Сара и Этель! Он подарит Лили право их опекать. Вот что! И Пестрого подарит, чтобы возле нее не одни волки крутились. И волшебную медную монетку Иеремии. Может, хоть ей принесет счастье.
Что же еще? Да ничего. В голове пустота. Чернила густой каплей застыли на кончике пера. Джакомо вытер перо рукавом рубашки. Написать королю? Неплохо бы, опередив клеветников, все ему объяснить. Однако, кроме гладких расхожих фраз, ничего не приходило на ум, а сейчас нужны особые слова. И клеветники, уж конечно, найдут более выразительные.
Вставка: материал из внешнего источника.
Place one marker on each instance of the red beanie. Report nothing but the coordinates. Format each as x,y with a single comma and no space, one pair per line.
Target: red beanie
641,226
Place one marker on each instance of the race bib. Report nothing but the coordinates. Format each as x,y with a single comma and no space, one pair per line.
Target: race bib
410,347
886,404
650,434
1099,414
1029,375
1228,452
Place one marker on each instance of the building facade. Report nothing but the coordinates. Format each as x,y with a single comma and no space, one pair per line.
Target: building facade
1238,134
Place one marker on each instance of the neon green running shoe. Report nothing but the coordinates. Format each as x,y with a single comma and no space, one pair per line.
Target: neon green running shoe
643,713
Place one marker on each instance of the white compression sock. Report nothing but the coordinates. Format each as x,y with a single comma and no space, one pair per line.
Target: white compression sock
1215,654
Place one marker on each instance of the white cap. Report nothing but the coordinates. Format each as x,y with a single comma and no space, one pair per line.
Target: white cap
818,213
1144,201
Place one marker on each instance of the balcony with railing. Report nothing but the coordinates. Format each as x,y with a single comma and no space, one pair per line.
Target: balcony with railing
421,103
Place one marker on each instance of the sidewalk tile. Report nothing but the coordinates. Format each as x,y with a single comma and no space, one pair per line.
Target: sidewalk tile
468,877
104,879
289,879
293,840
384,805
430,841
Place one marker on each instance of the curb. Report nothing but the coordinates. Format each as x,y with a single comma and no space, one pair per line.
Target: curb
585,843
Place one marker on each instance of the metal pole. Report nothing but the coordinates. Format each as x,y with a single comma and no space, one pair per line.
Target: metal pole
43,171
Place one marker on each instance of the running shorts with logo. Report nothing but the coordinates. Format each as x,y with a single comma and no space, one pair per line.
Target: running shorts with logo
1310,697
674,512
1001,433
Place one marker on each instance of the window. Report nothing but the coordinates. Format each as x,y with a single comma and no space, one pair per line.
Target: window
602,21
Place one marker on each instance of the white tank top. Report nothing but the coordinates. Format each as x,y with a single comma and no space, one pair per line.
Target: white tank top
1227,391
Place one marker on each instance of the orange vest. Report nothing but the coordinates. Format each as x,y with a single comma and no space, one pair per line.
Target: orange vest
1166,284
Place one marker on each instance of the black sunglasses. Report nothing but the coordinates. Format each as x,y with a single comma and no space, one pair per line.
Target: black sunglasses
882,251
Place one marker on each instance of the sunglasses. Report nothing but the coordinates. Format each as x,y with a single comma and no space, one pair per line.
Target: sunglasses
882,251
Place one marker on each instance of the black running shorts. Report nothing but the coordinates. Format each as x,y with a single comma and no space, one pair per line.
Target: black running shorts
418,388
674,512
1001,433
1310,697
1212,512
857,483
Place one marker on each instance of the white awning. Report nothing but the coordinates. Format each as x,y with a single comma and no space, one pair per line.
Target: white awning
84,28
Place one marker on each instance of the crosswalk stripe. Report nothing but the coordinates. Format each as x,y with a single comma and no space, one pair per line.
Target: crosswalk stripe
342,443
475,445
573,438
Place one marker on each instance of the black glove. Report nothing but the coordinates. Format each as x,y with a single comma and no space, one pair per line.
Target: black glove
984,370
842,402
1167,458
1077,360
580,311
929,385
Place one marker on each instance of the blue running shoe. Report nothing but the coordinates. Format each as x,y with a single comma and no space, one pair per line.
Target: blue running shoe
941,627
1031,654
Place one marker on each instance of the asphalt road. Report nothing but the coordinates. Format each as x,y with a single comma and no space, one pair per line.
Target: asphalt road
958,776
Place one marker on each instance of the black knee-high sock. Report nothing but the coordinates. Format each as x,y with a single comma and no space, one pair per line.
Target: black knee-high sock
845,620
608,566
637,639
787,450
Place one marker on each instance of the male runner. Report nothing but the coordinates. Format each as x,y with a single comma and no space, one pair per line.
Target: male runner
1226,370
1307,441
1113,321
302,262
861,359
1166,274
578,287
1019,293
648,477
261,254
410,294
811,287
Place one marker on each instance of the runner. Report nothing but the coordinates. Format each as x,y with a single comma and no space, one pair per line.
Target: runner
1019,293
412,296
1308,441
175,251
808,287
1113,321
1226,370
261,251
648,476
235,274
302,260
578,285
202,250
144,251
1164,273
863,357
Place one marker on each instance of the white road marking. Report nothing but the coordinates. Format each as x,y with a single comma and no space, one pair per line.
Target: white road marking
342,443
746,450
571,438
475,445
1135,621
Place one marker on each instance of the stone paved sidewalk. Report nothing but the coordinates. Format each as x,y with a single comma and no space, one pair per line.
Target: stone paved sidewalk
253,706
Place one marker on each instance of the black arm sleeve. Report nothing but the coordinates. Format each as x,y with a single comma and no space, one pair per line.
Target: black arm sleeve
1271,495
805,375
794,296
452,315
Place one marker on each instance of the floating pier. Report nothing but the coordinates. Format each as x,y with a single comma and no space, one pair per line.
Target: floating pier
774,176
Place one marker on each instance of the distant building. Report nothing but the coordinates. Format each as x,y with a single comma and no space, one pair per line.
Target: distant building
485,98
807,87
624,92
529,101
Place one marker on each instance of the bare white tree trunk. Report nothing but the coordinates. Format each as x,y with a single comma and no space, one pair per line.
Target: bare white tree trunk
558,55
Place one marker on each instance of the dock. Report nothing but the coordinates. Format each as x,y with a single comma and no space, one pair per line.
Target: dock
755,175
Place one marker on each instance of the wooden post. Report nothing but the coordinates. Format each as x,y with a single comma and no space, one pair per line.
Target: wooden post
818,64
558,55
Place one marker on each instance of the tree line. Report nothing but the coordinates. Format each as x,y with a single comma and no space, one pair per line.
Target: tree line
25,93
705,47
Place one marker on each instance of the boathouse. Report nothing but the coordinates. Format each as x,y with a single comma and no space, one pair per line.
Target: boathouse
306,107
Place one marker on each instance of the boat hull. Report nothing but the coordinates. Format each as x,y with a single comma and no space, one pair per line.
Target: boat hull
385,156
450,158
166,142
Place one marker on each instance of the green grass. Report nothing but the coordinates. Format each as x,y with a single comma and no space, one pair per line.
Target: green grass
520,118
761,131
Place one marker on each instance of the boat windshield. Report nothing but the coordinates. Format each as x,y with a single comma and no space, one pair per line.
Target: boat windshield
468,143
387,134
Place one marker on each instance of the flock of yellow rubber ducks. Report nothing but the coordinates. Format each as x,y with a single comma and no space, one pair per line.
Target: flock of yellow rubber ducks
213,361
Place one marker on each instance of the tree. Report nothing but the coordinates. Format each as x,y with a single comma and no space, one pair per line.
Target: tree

Если Браницкий его убьет — больно кольнула пронзительно ясная мысль — в рай ему не попасть. Если б рая вообще не существовало, это бы еще полбеды, тогда можно и смириться. Но рай есть: не для того же люди мучаются целую жизнь, чтобы лишиться и этой надежды. Впрочем, для него там места не будет. И никогда не было. Всю жизнь он стремился в самое высокое общество, добивался милости сильных мира сего, но когда в конце концов ее удостаивался, что-нибудь непременно сталкивало его вниз. Злобные наветы, забытый карточный долг, опрометчивое признание в неблагородном происхождении. И вот уже много лет, с грустью подумал Джакомо, ему неотвязно сопутствует такая же неуверенность и фальшь, как частичка «де», которую он порой для шика приставляет к фамилии Сенгальт. Много лет впереди него бежит худая слава. Если бы мир только лишь догадывался, что он собой представляет на самом деле. Увы! Никто этого не знает и не желает знать. Заурядный авантюрист. Таким и останется до конца своих дней. Такие — что при жизни, что после смерти — не заслуживают доброго слова.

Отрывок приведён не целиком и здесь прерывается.